Hierarchical Bayesian Dataset Selection
Files
TR Number
Date
Authors
Journal Title
Journal ISSN
Volume Title
Publisher
Abstract
Despite the profound impact of deep learning across various domains, supervised model training critically depends on access to large, high-quality datasets, which are often challenging to identify. To address this, we introduce Hierarchical Bayesian Dataset Selection (HBDS), the first dataset selection algorithm that utilizes hierarchical Bayesian modeling, designed for collaborative data-sharing ecosystems. The proposed method efficiently decomposes the contributions of dataset groups and individual datasets to local model performance using Bayesian updates with small data samples.

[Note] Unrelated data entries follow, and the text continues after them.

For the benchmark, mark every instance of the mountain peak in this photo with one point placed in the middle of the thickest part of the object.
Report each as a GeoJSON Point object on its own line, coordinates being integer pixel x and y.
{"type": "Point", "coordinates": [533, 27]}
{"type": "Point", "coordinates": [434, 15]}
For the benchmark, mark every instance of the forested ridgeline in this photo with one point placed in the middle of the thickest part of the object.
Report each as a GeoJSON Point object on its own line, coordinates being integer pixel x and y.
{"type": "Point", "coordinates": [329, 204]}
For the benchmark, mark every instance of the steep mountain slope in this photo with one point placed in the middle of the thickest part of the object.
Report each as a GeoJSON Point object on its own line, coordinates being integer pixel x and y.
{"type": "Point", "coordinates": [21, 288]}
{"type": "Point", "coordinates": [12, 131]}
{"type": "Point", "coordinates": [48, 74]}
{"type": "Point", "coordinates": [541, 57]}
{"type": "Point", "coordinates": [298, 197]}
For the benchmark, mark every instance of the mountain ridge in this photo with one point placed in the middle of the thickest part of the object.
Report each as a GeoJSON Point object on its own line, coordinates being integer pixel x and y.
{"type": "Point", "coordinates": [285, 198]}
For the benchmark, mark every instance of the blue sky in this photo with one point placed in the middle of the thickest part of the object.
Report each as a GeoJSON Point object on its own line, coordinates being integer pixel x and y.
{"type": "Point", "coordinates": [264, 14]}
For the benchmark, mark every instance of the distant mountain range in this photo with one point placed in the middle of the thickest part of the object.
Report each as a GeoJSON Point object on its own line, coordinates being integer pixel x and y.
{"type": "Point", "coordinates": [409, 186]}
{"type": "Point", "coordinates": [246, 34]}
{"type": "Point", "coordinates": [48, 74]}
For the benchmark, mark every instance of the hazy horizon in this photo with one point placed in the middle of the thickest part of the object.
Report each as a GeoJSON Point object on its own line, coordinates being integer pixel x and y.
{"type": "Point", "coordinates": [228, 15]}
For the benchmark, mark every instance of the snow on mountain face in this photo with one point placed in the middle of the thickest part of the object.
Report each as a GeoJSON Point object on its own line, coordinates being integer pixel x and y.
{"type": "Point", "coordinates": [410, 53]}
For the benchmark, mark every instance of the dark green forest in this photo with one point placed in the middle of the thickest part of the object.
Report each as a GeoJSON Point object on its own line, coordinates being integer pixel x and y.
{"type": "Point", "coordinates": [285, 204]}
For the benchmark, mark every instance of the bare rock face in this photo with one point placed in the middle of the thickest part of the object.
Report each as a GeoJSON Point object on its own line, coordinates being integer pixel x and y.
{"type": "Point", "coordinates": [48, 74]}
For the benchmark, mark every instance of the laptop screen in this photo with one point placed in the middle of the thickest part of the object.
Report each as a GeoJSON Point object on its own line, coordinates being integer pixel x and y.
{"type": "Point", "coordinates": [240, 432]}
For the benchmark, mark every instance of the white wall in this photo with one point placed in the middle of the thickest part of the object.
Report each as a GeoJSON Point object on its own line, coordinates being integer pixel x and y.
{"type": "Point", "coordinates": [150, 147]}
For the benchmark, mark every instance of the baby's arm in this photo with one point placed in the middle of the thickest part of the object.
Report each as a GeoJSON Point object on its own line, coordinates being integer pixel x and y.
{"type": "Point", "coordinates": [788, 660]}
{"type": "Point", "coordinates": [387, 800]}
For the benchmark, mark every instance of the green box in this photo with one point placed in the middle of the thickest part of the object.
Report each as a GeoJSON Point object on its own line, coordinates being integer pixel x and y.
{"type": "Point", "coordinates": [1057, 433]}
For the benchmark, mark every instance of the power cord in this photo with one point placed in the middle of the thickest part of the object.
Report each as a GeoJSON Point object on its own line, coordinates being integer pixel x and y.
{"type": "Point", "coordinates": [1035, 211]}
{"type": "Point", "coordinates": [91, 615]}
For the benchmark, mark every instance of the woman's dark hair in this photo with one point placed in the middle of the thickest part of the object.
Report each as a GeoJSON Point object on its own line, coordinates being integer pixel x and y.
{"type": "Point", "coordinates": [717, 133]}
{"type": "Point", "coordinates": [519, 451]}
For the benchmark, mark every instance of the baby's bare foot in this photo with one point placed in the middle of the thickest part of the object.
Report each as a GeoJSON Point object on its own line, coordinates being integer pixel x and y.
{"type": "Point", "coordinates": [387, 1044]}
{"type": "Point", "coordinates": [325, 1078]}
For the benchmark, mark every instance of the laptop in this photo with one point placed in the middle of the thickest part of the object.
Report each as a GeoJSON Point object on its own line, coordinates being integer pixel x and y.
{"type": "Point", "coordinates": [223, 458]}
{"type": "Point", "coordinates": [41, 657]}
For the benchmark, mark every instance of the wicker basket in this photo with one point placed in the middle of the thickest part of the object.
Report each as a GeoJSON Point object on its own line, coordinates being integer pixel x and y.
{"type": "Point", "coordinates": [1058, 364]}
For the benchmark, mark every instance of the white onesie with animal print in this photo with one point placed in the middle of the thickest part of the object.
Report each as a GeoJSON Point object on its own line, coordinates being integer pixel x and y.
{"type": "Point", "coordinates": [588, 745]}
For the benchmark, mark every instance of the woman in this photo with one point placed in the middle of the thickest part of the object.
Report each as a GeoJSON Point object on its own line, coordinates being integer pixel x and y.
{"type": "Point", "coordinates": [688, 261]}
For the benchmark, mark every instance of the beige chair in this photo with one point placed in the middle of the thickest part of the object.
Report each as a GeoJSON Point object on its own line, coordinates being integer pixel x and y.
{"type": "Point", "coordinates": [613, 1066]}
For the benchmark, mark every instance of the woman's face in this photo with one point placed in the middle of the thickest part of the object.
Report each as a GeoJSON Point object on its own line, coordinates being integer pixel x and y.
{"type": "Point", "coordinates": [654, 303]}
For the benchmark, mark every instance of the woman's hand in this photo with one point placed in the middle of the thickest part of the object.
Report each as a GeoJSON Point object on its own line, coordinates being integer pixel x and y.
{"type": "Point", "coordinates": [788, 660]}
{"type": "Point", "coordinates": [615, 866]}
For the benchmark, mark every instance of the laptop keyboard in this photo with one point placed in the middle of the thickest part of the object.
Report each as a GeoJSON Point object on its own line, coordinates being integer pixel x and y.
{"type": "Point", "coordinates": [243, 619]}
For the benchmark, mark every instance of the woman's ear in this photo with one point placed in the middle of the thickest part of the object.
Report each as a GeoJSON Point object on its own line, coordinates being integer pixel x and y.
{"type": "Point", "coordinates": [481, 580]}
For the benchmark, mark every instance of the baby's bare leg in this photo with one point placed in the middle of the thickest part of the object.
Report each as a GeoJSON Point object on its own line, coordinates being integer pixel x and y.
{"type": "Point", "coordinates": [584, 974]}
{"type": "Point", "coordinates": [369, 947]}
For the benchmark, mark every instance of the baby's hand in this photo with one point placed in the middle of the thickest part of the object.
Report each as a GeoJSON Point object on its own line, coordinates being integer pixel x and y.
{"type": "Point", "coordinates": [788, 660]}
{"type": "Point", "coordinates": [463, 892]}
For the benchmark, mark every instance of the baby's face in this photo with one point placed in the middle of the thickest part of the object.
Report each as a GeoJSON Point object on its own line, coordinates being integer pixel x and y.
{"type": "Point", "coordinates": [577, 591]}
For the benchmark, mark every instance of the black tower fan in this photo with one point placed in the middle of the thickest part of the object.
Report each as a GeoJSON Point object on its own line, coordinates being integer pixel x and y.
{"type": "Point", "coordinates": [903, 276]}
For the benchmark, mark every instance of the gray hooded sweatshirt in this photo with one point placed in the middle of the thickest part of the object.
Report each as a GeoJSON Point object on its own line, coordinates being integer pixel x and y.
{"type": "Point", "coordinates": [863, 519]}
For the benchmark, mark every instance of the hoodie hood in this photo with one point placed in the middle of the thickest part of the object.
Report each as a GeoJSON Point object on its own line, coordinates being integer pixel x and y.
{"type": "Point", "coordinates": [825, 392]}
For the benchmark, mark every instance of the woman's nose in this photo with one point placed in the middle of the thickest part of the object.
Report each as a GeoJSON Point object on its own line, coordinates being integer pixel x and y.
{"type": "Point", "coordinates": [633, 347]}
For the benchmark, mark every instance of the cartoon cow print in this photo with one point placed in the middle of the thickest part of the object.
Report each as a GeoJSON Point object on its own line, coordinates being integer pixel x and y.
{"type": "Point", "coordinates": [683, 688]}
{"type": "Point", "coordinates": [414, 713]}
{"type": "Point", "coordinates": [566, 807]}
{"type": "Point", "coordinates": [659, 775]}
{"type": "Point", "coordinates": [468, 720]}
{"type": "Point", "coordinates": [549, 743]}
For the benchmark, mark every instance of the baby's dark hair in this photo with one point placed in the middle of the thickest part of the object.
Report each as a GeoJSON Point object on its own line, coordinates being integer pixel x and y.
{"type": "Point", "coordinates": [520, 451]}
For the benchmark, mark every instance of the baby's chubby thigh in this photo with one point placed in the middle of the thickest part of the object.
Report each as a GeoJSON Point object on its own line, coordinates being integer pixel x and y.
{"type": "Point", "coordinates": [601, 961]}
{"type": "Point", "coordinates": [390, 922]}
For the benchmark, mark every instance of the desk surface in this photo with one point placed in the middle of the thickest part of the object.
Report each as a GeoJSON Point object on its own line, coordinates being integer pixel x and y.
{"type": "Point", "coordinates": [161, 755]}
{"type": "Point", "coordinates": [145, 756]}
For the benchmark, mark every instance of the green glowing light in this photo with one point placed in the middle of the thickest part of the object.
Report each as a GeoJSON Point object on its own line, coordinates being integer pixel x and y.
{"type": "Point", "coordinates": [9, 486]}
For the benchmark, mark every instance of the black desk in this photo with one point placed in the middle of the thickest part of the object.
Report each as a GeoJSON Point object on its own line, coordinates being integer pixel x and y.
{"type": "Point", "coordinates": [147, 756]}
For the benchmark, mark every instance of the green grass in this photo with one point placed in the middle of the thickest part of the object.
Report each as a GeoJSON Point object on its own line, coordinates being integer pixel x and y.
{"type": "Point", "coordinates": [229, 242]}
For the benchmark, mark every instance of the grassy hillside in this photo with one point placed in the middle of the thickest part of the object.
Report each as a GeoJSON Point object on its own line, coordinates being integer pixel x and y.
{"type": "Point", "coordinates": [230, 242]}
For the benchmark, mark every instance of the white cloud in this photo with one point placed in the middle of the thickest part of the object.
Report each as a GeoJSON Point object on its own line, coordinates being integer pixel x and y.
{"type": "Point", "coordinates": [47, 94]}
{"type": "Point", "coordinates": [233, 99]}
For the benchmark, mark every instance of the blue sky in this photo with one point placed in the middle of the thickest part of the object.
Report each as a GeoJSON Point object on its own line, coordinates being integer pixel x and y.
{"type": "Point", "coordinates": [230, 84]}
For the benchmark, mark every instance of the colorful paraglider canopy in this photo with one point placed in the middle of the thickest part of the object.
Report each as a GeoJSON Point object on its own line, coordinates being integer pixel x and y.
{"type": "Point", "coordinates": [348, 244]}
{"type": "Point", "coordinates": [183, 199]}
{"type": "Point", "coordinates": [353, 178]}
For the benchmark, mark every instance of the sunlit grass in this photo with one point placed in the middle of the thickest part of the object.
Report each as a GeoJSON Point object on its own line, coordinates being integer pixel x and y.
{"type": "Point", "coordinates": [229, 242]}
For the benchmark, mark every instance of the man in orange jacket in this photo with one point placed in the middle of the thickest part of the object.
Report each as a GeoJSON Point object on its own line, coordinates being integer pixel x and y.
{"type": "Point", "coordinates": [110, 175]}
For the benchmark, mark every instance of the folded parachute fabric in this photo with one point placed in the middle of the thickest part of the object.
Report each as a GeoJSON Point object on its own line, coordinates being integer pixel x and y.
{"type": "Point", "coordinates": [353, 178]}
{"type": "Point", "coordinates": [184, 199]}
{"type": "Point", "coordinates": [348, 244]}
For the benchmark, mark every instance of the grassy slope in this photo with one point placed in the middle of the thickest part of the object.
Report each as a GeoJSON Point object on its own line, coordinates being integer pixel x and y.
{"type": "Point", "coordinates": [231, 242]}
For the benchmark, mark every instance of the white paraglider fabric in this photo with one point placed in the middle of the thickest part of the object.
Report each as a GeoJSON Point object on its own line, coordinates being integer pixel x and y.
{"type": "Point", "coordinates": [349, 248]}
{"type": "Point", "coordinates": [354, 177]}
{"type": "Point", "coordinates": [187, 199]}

Our experiments on two benchmark datasets demonstrate that HBDS not only offers a computationally lightweight solution but also enhances interpretability compared to existing data selection methods, by revealing deep insights into dataset interrelationships through learned posterior distributions. HBDS outperforms traditional non-hierarchical methods by correctly identifying all relevant datasets, achieving optimal accuracy with fewer computational steps, even when initial model accuracy is low. Specifically, HBDS surpasses its non-hierarchical counterpart by 1.8% on DIGIT-FIVE and 0.7% on DOMAINNET, on average. In settings with limited resources, HBDS achieves a 6.9% higher accuracy than its non-hierarchical counterpart. These results confirm HBDS's effectiveness in identifying datasets that improve the accuracy and efficiency of deep learning models when collaborative data utilization is essential.